Wir haben gelernt, gut zu Menschen zu sein, denen es schlecht geht. Jemand hat ein Aua? Gib ihm ein Pflaster. Jemand ist traurig? Sing ihm ein Lied und bestimmt geht es ihm besser. Eine Oma, die dich anmault, warum du den Tisch nicht richtig decken kannst, „ist halt so, akzeptiere sie, wie sie ist.“ An dieser Stelle bringe ich wieder das „Schöne und Biest“-Beispiel an. Eigentlich steckt ja sogar in den schwierigsten Menschen ein guter Kern. Repeat. Um die Stimmung nicht kippen zu lassen oder die Person nicht noch mehr zu verstimmen, akzeptierst du es eben und hältst den Rand. Das gehört schließlich zur „Netiquette“, stimmts?

Anstrengende Menschen – Was tun?

Im Grunde genommen haben die durchschnittlich frohen Menschen unter uns die Arschkarte gezogen. Denn sie benötigen keine Extra-Behandlung. Sie wirken weich, sind jedoch die mit dem Löwenfell. Es ist unrechtmäßig, doch wir tun es trotzdem. Wir tun all den Charlies den Gefallen, weil sie deprimiert sind und es nicht schaffen. Wir nehmen Rücksicht auf Charlies, wir zeigen Verständnis. Wir tun es der Verwandtschaft oder der Beziehung oder der jahrelangen Freundschaft willen. Aber Engagement darf nicht mit Schwäche verwechselt werden.

Denn wir sind anstrengenden Menschen gegenüber nicht nur rücksichtsvoller, weil wir harmoniebedürftig, unsicher und der Netiquette unterlegen sind. All die Charlies da draußen stecken klare Grenzen für sich selbst ab und fordern diese auch vehement ein. Am Ende des Tages verdrehen sie sich nicht. Sie sind schwierig und stehen dazu. Nach dem Motto: Akzeptiere mich, wie ich bin. Oder halt dein Maul. Was ist deine Rolle in dieser Konstellation?

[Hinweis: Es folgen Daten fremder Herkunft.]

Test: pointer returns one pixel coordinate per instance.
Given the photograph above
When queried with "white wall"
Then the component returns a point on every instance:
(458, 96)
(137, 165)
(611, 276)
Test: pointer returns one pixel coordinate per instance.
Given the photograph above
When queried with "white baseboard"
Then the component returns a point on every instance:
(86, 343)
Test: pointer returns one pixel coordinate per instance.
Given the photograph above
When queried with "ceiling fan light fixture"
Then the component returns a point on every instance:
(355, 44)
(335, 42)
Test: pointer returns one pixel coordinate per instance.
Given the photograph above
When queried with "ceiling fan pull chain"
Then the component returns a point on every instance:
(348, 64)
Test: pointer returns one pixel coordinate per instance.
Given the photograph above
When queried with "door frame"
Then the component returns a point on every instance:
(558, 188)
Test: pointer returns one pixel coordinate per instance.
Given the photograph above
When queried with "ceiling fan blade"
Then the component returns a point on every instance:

Das Gegenpol zu Egoschweinen

Harmonische Menschen bekommen weniger Rücksicht, weil es ihnen schwer fällt, Grenzen zu ziehen und sich nicht zu verdrehen. Mit ihrer Konfrontationsscheu sind sie quasi das Gegenpol zu Egoschweinen, schneiden sich damit aber ins eigene Fleisch. Der Ehrlichkeit halber: Mit diesen Leuten verbringen wir irre gerne Zeit. Aber wenn’s drauf ankommt, ist es auch okay, wenn wir uns mal ein paar Tage nicht melden. Ein Charlie würde dir die Leviten in Großbustaben lesen, deswegen machst du es wahrscheinlich gar nicht erst.

Man sollte sich eine Scheibe von den Charlies abschneiden. Die Umgänglichen sollten auch mal NICHT umgänglich sein – sie sollten nicht so einfach zu umgehen sein. Die Angst vor Fehlern führt nämlich oft zu einem Fehler der Kommunikation.

Deswegen: Sei ruhig mal schwierig zu der schwierigen Partie. Verdrehe dich nicht. „Dreistigkeit siegt“, liebe Charlies, das sind eure Worte. Es ist wie einem schreienden Baby einen Handspiegel vors Gesicht zu halten. In 8 von 10 Fällen verstummt es bei seinem eigenen Anblick.

PS: Wirklich gute Menschen sind wir dann, wenn wir uns um unser Umfeld sorgen – und die Charlies auspacken, wenn die Grenzen verschwimmen. Weniger „Ja und Amen“ könnte zu mehr „Hallelujah“ führen.